Much has been made (including this Slog post filed tonight before the meeting) about the concerns of this combined campus leading to much mingling of kids ranging in age from 11 to 19. But that’s not all the Westwood neighbors say they’re worried about.
First, some backstory on this: The $125 million estimated cost was approved by voters in last February’s Seattle Public Schools levy. The ballot language didn’t clearly say, or really even hint at, “new combined campus for both schools” (though advance newspaper coverage talked about it, and we did too). The project is moving quickly, supposedly because of concern over rapidly rising construction costs, and the district says it hopes to start construction right after next school year; some of the recently hired architects were on hand at tonight’s meeting, along with the aforementioned principals and even the late-arriving but spirited outgoing West Seattle school board member Irene Stewart.
As the plan stands now, Sealth students would be moved to temporary digs at Boren as of fall 2008, so major renovations can begin on their school, simultaneous with construction of the new Denny campus on the north side of the Sealth property. Denny students apparently will stay in the old school till the new one’s built; it will face Kenyon Street, according to the district’s preliminary plan, while Sealth will continue to face Thistle.
What happens to the current Denny site after the new one opens is the main portion of the project that, according to district reps, is still up for significant public input. One meeting attendee asked if there was a chance the district would simply sell the land; the district reps said that wouldn’t make sense (without absolutely declaring “no way in hell”). They expect to turn it into more athletic fields, including some for community use; that too is a point of concern for neighbors, who say the current SW Athletic Complex across from Sealth isn’t supposed to be fenced off the way it is now, so they’re leery of district declarations that new facilities on the Denny site would be open.
Also a sore spot: With the new Denny campus taking over space now used for parking at Sealth, will buses and cars spill over into the neighborhoods? The principal pointed out that high-school students soon will be riding Metro buses instead of old-fashioned school buses, so that at least would cut down on the bus traffic. But otherwise, there were vague mentions that a parking/traffic plan would have to be developed, with city help.
Tonight’s meeting included pitches from both principals, who painted flowery pictures of how shared facilities would mean better education for students at both schools, especially in the music programs, which are already cooperating to some degree.

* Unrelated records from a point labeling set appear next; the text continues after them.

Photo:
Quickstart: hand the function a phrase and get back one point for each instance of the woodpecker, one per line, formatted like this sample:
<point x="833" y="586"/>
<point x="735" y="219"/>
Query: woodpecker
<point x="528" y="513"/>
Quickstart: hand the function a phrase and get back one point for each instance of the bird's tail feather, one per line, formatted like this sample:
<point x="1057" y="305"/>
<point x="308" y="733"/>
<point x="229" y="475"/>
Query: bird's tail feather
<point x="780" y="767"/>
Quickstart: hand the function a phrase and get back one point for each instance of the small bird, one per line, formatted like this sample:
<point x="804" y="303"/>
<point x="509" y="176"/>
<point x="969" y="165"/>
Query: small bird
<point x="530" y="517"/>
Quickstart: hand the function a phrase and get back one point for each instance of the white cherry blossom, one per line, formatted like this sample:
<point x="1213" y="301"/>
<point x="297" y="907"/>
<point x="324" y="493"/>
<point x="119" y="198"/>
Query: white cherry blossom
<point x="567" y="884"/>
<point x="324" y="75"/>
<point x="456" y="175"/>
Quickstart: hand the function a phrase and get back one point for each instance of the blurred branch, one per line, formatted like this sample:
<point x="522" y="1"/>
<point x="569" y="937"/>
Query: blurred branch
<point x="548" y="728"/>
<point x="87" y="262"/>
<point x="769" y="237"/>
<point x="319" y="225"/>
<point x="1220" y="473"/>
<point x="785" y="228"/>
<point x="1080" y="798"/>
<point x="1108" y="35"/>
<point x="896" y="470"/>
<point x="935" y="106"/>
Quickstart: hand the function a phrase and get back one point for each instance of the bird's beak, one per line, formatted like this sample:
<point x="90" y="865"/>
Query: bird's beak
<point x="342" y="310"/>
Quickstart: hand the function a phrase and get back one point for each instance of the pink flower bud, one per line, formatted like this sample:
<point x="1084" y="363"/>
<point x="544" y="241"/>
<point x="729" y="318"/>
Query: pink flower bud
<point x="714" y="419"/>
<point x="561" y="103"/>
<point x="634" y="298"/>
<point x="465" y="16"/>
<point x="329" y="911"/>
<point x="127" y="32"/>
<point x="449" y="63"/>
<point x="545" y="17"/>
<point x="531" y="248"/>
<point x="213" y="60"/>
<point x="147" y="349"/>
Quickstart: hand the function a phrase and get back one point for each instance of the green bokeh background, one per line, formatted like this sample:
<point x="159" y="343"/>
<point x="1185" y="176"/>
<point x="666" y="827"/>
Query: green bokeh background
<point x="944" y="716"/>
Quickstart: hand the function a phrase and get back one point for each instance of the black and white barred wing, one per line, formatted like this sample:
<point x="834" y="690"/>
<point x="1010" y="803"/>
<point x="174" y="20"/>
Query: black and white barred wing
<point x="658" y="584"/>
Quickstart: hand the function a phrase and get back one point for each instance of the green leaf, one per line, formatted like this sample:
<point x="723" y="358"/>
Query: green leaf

Later came the thorny questions from some attendees, including one community activist who said he’d heard a majority of staff members at both schools were opposed to the project (Denny’s principal denied that, Sealth’s principal didn’t), and a Sealth employee who declared that both schools have “discipline problems” now and wondered how in the world they would handle the increased discipline necessary when all sorts of rules kicked in on a shared campus about “this area’s for middle schoolers only/this area’s for high schoolers only.” (When asked how some of those areas would be marked off, one district rep gamely mentioned some “landscaping features.”)
After that same person’s passionate declaration that what’s really needed is an all-new Sealth campus AND an all-new Denny campus, School Board member Stewart unapologetically defended the project as it stands, saying she and her colleagues felt there was no way they could get $200 million past voters for a project of that magnitude; the $125 million for new Denny/renovated Sealth was “pushing it” as it is. It was clear that Stewart is proud of procuring that money for the two secondary schools in south WS, after the secondaries in north WS (Madison MS and West Seattle HS) both underwent major remodels in recent years.
What’s next? The Westwood Neighborhood Council promises to keep close watch and organize more meetings; the school district invited community members to join in the design process. If nothing changes, construction would commence in about a year, and last for about two years.